A recent report reveals the detection of a massive data breach on the servers of MobiKwik, an Indian-based company founded in 2009 and offering a payment system based on smartphones and digital wallets. According to the report, this incident would have resulted in the exposure of up to 8.2 TB of confidential records on dark web.

The incident was initially reported by cybersecurity specialist Elliot Anderson via his Twitter account.

The screenshots posted by Anderson appear to come from a dark web forum and include multiple personal data such as phone numbers or email addresses, and those responsible for the leak ensure that they have access to highly detailed profiles of MobiKwik users.

While there are no additional confirmations, this incident was also noted by Rajshekhar Rajaharia, one of the most prestigious cybersecurity researchers in India, who even claims that the database was detected in early March 2021.

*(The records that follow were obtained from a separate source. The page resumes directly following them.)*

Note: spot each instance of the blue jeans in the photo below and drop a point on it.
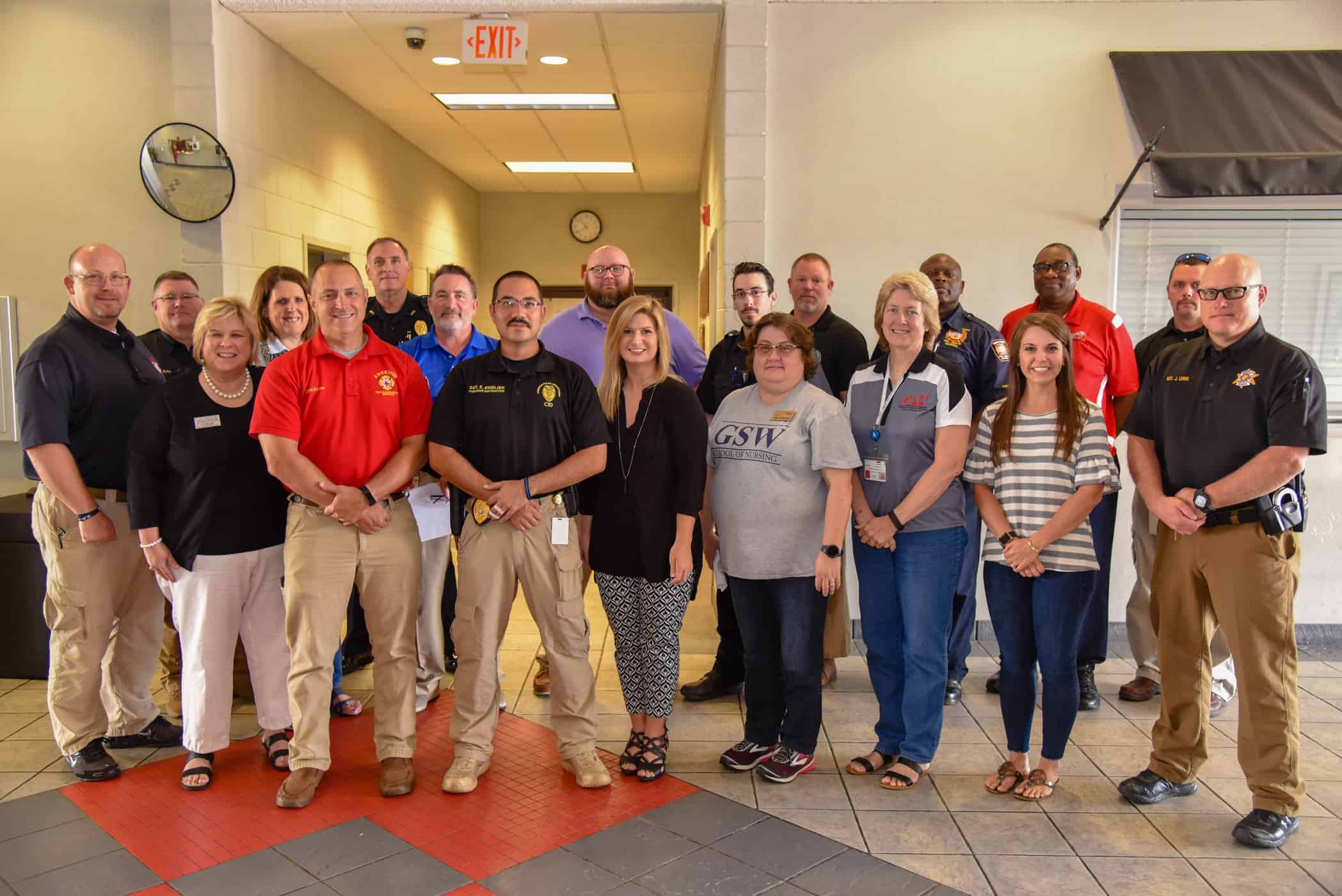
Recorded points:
(906, 597)
(783, 625)
(1038, 619)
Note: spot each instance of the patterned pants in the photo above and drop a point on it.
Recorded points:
(646, 619)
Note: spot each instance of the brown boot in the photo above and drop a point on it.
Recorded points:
(397, 777)
(300, 788)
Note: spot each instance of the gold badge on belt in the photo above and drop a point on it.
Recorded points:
(481, 511)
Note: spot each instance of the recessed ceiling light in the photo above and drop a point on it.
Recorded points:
(528, 101)
(571, 168)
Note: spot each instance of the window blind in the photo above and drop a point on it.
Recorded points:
(1302, 269)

About the hackers responsible for this incident, the researcher mentions that his intention is to sell the database for 1.5 Bitcoin, equivalent to about $85,000 USD at the current exchange rate. Sellers claim that this information will be sold only to one customer, which can be highly appealing to other malicious hacking groups.

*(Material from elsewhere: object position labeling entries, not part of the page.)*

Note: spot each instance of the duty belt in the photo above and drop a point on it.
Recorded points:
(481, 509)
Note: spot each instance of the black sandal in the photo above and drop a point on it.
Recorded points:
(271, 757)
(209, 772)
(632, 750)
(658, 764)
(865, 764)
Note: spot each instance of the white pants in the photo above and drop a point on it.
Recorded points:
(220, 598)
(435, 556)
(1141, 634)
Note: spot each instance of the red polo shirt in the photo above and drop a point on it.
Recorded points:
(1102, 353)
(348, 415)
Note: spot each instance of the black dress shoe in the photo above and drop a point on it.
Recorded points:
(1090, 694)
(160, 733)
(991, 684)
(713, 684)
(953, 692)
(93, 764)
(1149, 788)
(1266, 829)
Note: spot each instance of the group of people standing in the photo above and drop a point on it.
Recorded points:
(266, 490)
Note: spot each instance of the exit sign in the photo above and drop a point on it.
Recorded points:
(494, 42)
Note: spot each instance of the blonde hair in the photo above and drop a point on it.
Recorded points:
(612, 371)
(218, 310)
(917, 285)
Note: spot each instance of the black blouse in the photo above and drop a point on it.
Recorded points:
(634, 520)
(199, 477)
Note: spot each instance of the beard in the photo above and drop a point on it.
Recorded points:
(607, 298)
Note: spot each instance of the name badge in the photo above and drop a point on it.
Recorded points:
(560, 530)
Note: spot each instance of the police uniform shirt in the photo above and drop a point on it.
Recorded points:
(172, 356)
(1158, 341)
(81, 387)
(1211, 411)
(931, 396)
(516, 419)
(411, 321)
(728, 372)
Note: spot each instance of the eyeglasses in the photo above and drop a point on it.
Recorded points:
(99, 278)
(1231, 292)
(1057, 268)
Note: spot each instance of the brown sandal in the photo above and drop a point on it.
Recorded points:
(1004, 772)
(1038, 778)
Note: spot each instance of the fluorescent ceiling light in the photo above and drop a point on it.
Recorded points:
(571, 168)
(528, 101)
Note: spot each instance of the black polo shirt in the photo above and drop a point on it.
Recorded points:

The committed information consists of a total of 350 gigabytes of MySQL dumps including 500 databases, as well as including nearly 99 million various records such as emails, phone passwords, addresses and data related to installed applications, IP addresses, location details, among others.

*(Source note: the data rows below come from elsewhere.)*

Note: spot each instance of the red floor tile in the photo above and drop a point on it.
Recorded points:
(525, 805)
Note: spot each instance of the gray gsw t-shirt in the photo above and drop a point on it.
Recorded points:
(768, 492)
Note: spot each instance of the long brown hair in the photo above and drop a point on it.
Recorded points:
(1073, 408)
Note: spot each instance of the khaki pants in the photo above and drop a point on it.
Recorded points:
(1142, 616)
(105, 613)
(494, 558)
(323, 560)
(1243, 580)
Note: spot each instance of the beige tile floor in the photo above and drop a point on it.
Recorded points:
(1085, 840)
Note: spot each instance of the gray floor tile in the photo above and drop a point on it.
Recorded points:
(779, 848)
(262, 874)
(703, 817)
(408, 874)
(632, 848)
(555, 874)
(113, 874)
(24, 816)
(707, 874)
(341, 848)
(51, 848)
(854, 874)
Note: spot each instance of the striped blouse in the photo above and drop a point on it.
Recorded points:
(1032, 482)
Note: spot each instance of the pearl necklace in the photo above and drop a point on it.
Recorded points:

Cybercriminals also offer access to nearly 40 million credit cards, including their respective expiration and hashing dates; finally, hackers sell a set of 7.5 TB with over three million confidential details.

Through a statement, MobiKwik denies such an incident: “Some alleged security researchers looking to get the community’s attention have decided to present some fake files arguing that our systems have been compromised; we have thoroughly investigated and found no fault, so we can claim that the data of our staff and customers is completely safe.”

Many have been surprised by this announcement, as just a few days ago MobiKwik announced the process of launching its initial public offering, which could have raised the price of this company’s shares to unsuspected levels, even going over $1 billion USD.